Amid my depression resulting from the release of Pulses / Radiance (for a while I felt that was going to be my last album ever: I had made it with huge enthusiasm, excited about its new musical landscape, rhythmic invention, new kind of feeling and the joy and energy that the tracks seemed to exude…only to be met with utter silence upon its release), I stumbled upon these reworked early London pieces and was amazed how complete they sounded: music from a colourful possible future! (This is a familiar pattern: the initial self-criticism gets lost in time and you hear things fresh). So I began to rework some of those tracks again, to fill the spaces originally intended for the spoken word to inhabit. And I must say, this will be one of the most melodic, emotional and funkiest records that I’ve put out – a sort of hybrid between Shimmer & Bloom, Arrival City and Sahara.

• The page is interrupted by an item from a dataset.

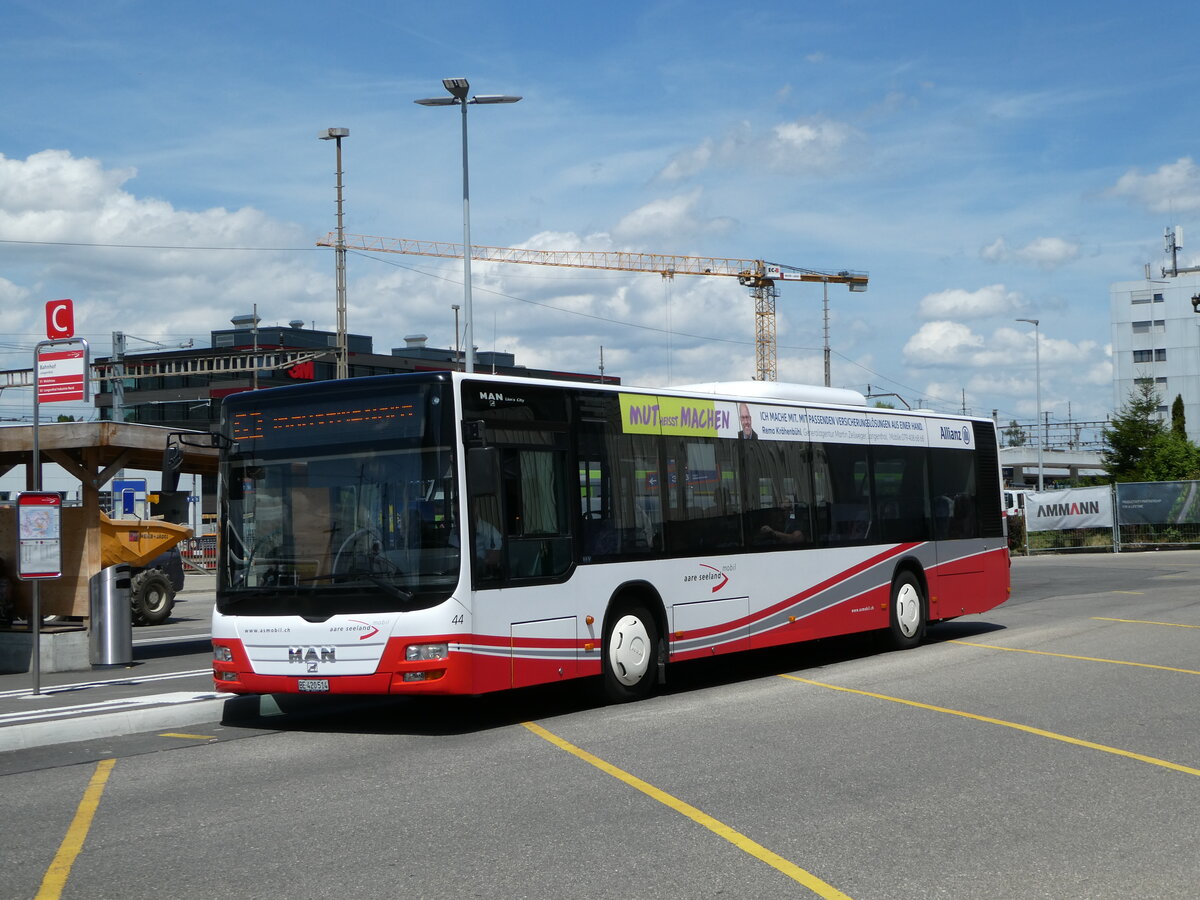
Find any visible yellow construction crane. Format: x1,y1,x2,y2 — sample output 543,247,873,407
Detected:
317,232,868,382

In the music business there’s always so much pressure on you to repeat the same thing over and over until you’ve polished/reduced your work into a marketable sleek product, devoid of any interesting life; to make music that just sounds like more music. I can’t do that, I get bored so quickly. Once I’ve explored something, I want to move onto new things, start experimenting again: to continue making music that feels like life, or a possible world, with all its imperfections, fragility, uncertainty, randomness, beauty, inventiveness and vitality. Yet there’s often so little encouragement and demand from the world for you to do that. To quote the words of the acclaimed artist Laurie Anderson: “No one will ever ask you to do the thing you want to do…do not wait for this to happen, it will never happen…so just think of what you’d like to do, what you dream of doing, and then just start doing it.” Of course the thrilling thing is when you discover that the work you did 17 years ago feels suddenly exciting and fresh again, that you’d been sort of ahead of yourself but not knowing how to harness that potential at the time. There’s a continuity to your ideas and colourful, if uncertain, journey.